You can create something visual to keep you on track.
I saw someone draw a huge thermometer (somewhere on Pinterest), and color in a line every time they reached another thousand.
Personally, I stay motivated by breaking up my goals into smaller steps. Out of the $70,000 I still owe in loans (ouch), about $45,000 of them are private.
Instead of saying “Crap, I have $45,000 left,” I think “Awesome! $5,000 more and then I’m out of the 40s.”
This motivates me to put more toward my loans, because $5,000 is clearly much more attainable than $45,000.
This type of thinking is along the lines of the Snowball Method, even though I’m actually using the Avalanche Method.
DON’T PANIC! I will explain:
The Snowball Method is when you focus on the smallest loan you have. You pay the minimum payment on everything else, and funnel everything you’ve got plus a little more to the smallest loan.
This is the first stage of your snowball.
Once this loan is paid off, you then take all the money you were funneling into the smallest loan, and use it on the next smallest loan (on top of this loan’s minimum payment).
This turns your tiny snowball into a respectable fist-sized snowball.
You keep going and going until you have enough to make a snowman (that is, until you’re funneling all your money into the largest loan) and then-
SNOWBALL FIGHT (which is code for PARTY because your loans have been paid in full)!
The Avalanche Method is when you focus on the loan with the highest interest rate. This loan, regardless of how big or small it is, will accrue more money the fastest.
You will, accordingly, want to nip it in the butt (while paying the minimum on everything else, of course).
And after you get rid of this pesky loan, you funnel everything to the next loan with the highest interest rate, and so on and so forth.
Since higher interest rates correspond to higher minimum payments, it will take the longest time to get rid of the first loan.
But like any good avalanche, it will build momentum, and crush the ensuing loans faster and faster.
Snowball vs. Avalanche
In a fight between a snowball and an avalanche, who do you think would win?
Ding ding ding.
In the financial world, the Avalanche Method is the better route to go as well. Since you’re first paying off the loans with higher interest rates, you will be paying less in the long run.
For those of you rooting for the underdog, don’t worry. Snowballs have their purpose, too.
Although the Avalanche Method is hands down financially smarter, the Snowball Method is more psychologically friendly.
Paying off smaller loans first means that you will pay off the first one fastest.
Getting this small win does WONDERS for motivation, and could be the key to keeping you on track to pay off student loans faster.
But why not get the best of both worlds?
As I alluded to before, my student loan repayment strategy is a mix.
My private loans have the highest interest rate, so I’m attacking them first.
But I’m breaking up this huge chunk of loans into smaller, tangible wins.
This way, the snowball keeps me motivated and the avalanche keeps me crushing debt as fast as possible.
So now I ask you:
Why not both?
Student loans suck.
Here’s the breakdown of my repayment strategy, which will hopefully make them suck less:
- Learn all the nitty, gritty details of your debt.

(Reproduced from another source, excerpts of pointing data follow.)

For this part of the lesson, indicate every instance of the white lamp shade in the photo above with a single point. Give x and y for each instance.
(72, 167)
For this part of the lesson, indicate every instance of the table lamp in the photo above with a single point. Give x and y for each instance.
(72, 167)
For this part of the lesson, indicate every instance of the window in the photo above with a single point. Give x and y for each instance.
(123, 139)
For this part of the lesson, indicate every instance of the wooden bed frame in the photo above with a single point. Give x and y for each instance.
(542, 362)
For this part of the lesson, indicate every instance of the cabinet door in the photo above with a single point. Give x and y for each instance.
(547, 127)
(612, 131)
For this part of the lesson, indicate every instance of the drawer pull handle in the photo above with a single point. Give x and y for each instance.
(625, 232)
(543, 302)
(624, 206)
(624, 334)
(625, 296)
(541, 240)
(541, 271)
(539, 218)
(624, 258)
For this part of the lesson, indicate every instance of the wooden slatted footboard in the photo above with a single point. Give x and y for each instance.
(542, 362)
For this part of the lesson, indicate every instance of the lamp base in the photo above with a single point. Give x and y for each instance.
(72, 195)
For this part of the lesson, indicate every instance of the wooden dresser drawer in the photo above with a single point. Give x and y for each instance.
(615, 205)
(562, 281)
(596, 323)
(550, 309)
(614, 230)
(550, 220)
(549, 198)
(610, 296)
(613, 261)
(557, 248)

- Reduce (or pause) your payments by inquiring about an income-driven repayment plan, refinancing, and lowering your interest rates.
- Plan for your payments using Student Loan Hero and creating a separate bank account specifically for your loans.
- Use the grace period to start paying back loans, or to start saving up money for the first few payments after the grace period ends (depending on your situation).
- Pay more than the minimum monthly payment (for at least one of your loans).
- Make more money with side hustles.
- Save more money by living frugally.
- Stay motivated with a combination of the Avalanche and Snowball Methods.
If my repayment strategy allowed me to pay off $10,000 in just 6 months, on top of traveling through Europe, imagine what it can do for you.
Take my strategy, tweak it to your specific situation, and go pay off student loans faster!